Ten tears ago, dancer Donna Pearce had plenty to get stressed about.
She had just taken over the dance school which was previously known as the Pat Pye School of Dance, and was starting to put her own mark on the classes.
But in the meantime, there was the matter of organising her first big show. It was due to be held at the Doncaster Civic Theatre, which was then the biggest venue in the borough.
She had been dancing since the age of three, and orginally wanted to be a professional dancer. But as she grew up she decided she wanted to teach.
That first show was called Pulse.
Pat Pye, who had been well-known in the Doncaster dancing community for three decades, died in 1998, and her school was subsequently run by another two teachers before Donna took over in January 2009
“It was my first main show, I was 23 and I had 100 students – it was daunting,” said Donna, from Barnby Dun.
But 10 years on, she is an old hand at staging productions, and is now putting the final touches on her 10th show – and she has themed it as an anniversary show to look back over a decade of dancing at her school, now called Stepping Up School of Theatre Dance.
The school now has its own dance studio, on a row of shops on Abbey Road, Dunscroft. Today, the main room, complete with mirrored wall, is full of costumes.
Donna, and her assistant Emmie Anderson are sorting them out ahead of the performance, which will be at Cast in April.
The shows have been at the more modern venue since it was built, the first in the new venue taking place in 2014.
But before that, her school had the distinction of being the last show on stage at the Civic in 2013, before its demolition.

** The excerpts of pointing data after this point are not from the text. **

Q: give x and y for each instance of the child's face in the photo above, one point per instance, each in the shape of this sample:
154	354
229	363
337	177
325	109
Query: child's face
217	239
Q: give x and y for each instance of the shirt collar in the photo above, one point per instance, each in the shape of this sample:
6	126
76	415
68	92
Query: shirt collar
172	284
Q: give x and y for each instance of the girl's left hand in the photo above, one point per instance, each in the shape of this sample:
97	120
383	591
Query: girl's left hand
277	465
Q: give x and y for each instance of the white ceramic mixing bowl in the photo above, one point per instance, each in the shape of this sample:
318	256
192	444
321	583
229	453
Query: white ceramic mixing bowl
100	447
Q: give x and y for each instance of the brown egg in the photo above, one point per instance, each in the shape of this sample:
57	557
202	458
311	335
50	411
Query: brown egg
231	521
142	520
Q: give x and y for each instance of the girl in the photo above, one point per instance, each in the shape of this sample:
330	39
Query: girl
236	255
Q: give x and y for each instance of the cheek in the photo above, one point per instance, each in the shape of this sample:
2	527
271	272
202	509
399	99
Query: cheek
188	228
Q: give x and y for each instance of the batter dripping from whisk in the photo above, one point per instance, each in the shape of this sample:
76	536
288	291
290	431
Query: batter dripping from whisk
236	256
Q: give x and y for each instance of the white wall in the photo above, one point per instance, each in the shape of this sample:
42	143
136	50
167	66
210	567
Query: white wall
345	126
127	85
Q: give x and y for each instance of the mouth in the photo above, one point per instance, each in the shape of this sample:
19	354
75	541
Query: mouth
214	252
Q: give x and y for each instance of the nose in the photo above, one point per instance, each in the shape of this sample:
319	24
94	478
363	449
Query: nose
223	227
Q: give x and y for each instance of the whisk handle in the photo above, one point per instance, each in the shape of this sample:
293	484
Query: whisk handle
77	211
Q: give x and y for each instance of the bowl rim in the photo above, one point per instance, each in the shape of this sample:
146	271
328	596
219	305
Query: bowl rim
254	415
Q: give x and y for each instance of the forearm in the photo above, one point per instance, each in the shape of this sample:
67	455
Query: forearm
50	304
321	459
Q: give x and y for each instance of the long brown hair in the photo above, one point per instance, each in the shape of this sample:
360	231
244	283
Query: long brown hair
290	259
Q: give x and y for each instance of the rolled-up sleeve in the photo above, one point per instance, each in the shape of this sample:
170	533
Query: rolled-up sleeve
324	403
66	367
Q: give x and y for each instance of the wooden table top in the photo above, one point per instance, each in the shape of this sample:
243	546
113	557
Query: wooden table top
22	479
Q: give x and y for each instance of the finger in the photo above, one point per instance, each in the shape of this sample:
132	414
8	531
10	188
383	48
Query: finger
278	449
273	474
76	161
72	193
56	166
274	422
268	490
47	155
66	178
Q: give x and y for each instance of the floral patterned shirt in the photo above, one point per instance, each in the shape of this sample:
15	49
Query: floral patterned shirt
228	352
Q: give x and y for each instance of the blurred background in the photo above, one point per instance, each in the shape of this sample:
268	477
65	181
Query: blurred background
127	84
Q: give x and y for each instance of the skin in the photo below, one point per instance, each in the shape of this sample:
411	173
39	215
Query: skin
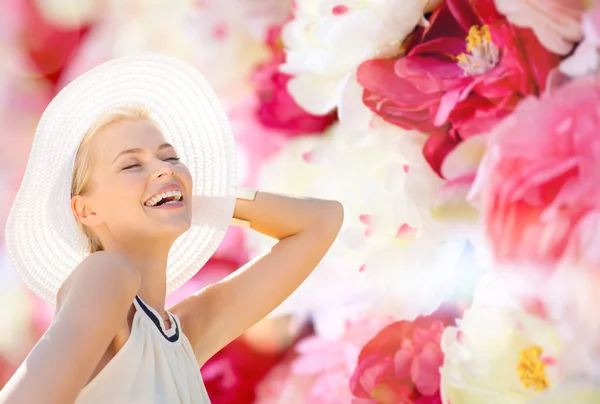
94	306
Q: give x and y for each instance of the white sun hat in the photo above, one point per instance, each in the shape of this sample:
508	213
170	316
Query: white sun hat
43	241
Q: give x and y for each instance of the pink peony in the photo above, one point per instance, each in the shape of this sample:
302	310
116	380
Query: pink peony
50	47
401	363
538	184
277	109
319	371
458	77
556	23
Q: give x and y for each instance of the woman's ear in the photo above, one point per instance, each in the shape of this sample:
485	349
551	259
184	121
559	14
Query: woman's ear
84	212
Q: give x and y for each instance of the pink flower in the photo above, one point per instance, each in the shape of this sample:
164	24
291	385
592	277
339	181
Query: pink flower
459	76
586	58
539	184
276	108
319	371
401	363
556	23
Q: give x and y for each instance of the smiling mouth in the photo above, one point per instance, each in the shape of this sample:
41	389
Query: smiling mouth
166	198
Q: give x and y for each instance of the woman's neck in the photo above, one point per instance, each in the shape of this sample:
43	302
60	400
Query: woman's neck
152	266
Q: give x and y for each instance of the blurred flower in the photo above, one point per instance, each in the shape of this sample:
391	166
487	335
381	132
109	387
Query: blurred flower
319	371
538	183
556	23
458	77
392	256
570	298
498	352
586	59
47	43
205	37
233	374
581	392
277	109
401	363
327	40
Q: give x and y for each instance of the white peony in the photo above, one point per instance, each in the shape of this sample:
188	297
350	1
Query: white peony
327	41
573	392
206	37
498	353
391	257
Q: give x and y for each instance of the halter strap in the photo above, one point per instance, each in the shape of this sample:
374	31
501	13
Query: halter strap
158	321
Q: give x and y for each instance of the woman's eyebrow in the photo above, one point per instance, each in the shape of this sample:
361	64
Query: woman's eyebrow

That was a show called This is How We Do it – and it was an emotional occasion for dancers who at that point had only ever performed at the Civic. The school was given one of the signs from the old building as a souvenir before the bulldozers moved in.
“I’d been performing at the Civic since I was four or five, and I was not alone in that," said Donna. “There were a lot of memories attached the place. Under its various different names and ownerships, the school had done around 40 shows there. We all got quite emotional at the end of that last Civic show, and there was a lot of hugging.
“But the other side of that change is that we now perform in a great, modern theatre. I think it is bigger and more professional than the Civic was, with a larger stage and space for a bigger audience. It is double the size, so we now have to sell 600 tickets a night instead of 300 that we had in the past.
“It means we put on fewer performances now, but to more people.”
The school’s show this year, which takes place on April 19 and April 20, is called Decade Spectacular, and will have a section looking back over the 10 years of shows.
Parents and dancers got to nominate their favourite routines from the last 10 years’ shows, which will see them perform again Thriller, Lord of the Dance, I Want to Break Free, The Rocky Horror Picture Show, and Titanic.
There will be over 100 dancers taking part aged from three year olds to over 40s. Quite a few of them have done all 10 of the Stepping Up shows.
Some are coming back to Doncaster to take par having moved away, including Lauren Gough, who now lives in London, and Katie Allott, who now lives in York.
“I’m really proud of them every year,” said Donna. “If there is one thing I’ve learned over the 10 years that I’ve been doing this, it is that hard work pays off.
But there will be little time to relax after the final night.
Once the lights are off at Cast, thoughts will turn to the next show, with the school set to head to France to perform in August. They will play a show at Disneyland Paris, which will be different music and routines to the Cast show.
And after that they will be looking towards a community gala at Christmas performance at the Parklands club in Doncaster, and a community gala at Dunscroft Welfare.
Doncaster Rovers cheerleader
Donna, originally from Stainforth, was once a member of the Doncaster Rovers Vikettes cheerleaders when they were first set up in the early 2000s. She was the lead cheerleader as an 18-year-old and remembers the time fondly.
Her work with the Rovers meant she got to meet a string of celebrities, including the former England manager Sven-Göran Eriksson, and the One Direction stars Louis Tomlinson, Niall Horan and Liam Malik.
It also saw her and the rest of the dancers appear in a Coca Cola advert, which was themed on lower division football.
“It was great fun,” she said. “They even had us to switch on the Christmas lights in Doncaster one year.”